In fact, SGS did not notify Starr until about 50 days after leaning of the event. Starr refused coverage. Coverage lawsuit followed. Now this is not the first case to adress this very issue. In Matador Petroleum Corp. v. St. Paul Surplus Lines Ins. Co., 174 F.3d 653 (5th Cir. 1999), the Fifth Circuit held that the narrow notice window in a pollution buy-back endorsement should not be treated the same as the policy's general notice provision but rather should be viewed like a claims-made policy, as a specially negotiated provision in which the narrow notice window was part of the basis for the bargain, hence, a condition precedent. Nevertheless, since 1999, the Texas Supreme Court had issued PAJ and other notice cases, so SGS asked the court to please reconsider if Matador still governed this issue.
Not surprisingly, the SGS Court found that the parties' interests and intentions in negotiating the pollution buy-back endorsement were unchanged, and the insurer was still entitled to enforce the 30-day notice window strictly. In fact, the SGS Court noted that the PAJ Court had cited Matador approvingly, "to explain why a general notice requirement in an occurrence-based policy is not an essential part of the bargained-for exchange." Coverage denied.

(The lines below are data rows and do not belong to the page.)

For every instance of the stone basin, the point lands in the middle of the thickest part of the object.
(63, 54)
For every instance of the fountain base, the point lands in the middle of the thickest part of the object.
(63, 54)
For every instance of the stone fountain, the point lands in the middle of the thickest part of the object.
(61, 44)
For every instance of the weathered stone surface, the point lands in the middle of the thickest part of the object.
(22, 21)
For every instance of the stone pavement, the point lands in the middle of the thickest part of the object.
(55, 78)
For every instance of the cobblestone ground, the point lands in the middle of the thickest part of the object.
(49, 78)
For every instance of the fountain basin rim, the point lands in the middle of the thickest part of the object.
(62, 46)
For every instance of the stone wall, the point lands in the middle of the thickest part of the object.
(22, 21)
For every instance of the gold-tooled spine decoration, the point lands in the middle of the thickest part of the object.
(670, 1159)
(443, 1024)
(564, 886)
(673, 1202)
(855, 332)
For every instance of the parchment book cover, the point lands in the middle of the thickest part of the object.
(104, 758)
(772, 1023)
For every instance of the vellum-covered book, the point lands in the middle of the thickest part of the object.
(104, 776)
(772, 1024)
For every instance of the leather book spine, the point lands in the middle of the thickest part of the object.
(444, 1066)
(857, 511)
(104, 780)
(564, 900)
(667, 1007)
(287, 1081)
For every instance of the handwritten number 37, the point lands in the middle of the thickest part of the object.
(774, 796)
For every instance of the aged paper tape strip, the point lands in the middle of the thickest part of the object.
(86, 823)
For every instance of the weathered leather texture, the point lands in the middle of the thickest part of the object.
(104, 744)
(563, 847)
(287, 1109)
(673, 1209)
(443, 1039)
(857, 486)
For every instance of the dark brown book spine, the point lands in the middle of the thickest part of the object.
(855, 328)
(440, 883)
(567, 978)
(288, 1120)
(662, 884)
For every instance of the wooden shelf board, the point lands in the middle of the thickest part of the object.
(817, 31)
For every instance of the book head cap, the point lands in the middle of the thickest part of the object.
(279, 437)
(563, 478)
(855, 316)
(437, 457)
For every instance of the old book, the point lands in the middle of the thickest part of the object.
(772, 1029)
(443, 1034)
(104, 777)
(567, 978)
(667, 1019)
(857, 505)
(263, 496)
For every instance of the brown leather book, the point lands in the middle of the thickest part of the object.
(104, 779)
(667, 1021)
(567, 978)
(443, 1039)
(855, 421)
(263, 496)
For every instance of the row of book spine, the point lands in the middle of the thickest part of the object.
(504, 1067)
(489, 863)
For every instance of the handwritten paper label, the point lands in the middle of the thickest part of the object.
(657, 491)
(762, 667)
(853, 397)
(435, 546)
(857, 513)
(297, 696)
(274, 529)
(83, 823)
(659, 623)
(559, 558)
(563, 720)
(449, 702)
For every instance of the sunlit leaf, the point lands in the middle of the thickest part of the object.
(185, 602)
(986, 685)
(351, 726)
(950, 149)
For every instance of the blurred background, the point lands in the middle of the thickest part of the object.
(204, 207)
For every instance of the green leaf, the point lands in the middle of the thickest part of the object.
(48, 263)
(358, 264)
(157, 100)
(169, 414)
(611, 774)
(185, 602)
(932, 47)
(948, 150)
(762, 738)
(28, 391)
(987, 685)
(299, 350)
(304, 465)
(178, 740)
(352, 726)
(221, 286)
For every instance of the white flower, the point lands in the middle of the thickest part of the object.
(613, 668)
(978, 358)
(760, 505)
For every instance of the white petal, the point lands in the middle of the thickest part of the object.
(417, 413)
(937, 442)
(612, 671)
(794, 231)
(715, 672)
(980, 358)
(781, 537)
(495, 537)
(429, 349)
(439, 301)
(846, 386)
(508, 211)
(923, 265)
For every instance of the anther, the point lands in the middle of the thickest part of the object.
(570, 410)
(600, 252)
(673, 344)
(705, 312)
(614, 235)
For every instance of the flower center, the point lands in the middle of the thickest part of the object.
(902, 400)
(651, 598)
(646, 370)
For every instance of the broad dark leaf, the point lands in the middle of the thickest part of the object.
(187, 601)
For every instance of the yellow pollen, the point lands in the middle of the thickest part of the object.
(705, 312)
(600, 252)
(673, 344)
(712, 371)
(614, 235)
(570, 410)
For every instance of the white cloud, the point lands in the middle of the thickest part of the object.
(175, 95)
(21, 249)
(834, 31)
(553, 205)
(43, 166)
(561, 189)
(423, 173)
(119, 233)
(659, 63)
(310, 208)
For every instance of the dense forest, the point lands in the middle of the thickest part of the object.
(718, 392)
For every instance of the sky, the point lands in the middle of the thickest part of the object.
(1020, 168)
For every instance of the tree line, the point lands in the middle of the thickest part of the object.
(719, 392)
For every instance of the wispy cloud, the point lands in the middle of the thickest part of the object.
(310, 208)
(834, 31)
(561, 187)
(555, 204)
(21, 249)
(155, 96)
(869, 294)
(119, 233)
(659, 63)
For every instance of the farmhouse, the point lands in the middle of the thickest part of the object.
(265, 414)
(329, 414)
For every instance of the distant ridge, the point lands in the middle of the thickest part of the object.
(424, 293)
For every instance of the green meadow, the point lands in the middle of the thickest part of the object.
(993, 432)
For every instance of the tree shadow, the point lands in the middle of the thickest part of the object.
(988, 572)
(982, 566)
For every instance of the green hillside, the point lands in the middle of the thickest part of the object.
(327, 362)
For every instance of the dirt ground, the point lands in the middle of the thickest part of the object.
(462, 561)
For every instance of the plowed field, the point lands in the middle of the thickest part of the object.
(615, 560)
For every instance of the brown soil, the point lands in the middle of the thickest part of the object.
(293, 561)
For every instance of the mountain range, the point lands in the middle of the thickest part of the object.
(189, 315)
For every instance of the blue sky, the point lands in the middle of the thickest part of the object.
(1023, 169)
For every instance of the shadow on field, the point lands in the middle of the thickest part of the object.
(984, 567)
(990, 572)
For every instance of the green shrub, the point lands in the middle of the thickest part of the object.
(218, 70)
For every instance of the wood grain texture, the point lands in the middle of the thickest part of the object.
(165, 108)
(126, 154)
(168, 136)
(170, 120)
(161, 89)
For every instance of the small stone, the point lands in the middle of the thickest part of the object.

So, risk managers take heed. The rule of thumb should always be to give notice early and often. There seems to be a certain reluctance out there to send notice of a claim before absolutely necessary. In this case, Starr was an excess-layer insurer, and SGS believed, wrongly, that it could dispose of the claim within its primary layer of coverage. The concern seems to be that the insurer might refuse to renew the policy if it receives notice of a potential claim. In my experience, however, notice of a potential claim that never materializes into a full-blown lawsuit never crosses the radar screen of the underwriting department, so mere notice of the event shouldn't provoke an adverse renewal decision. But which is worse for risk management, to incur the possible displeasure of the insurer's underwriters or to lose millions of dollars in coverage?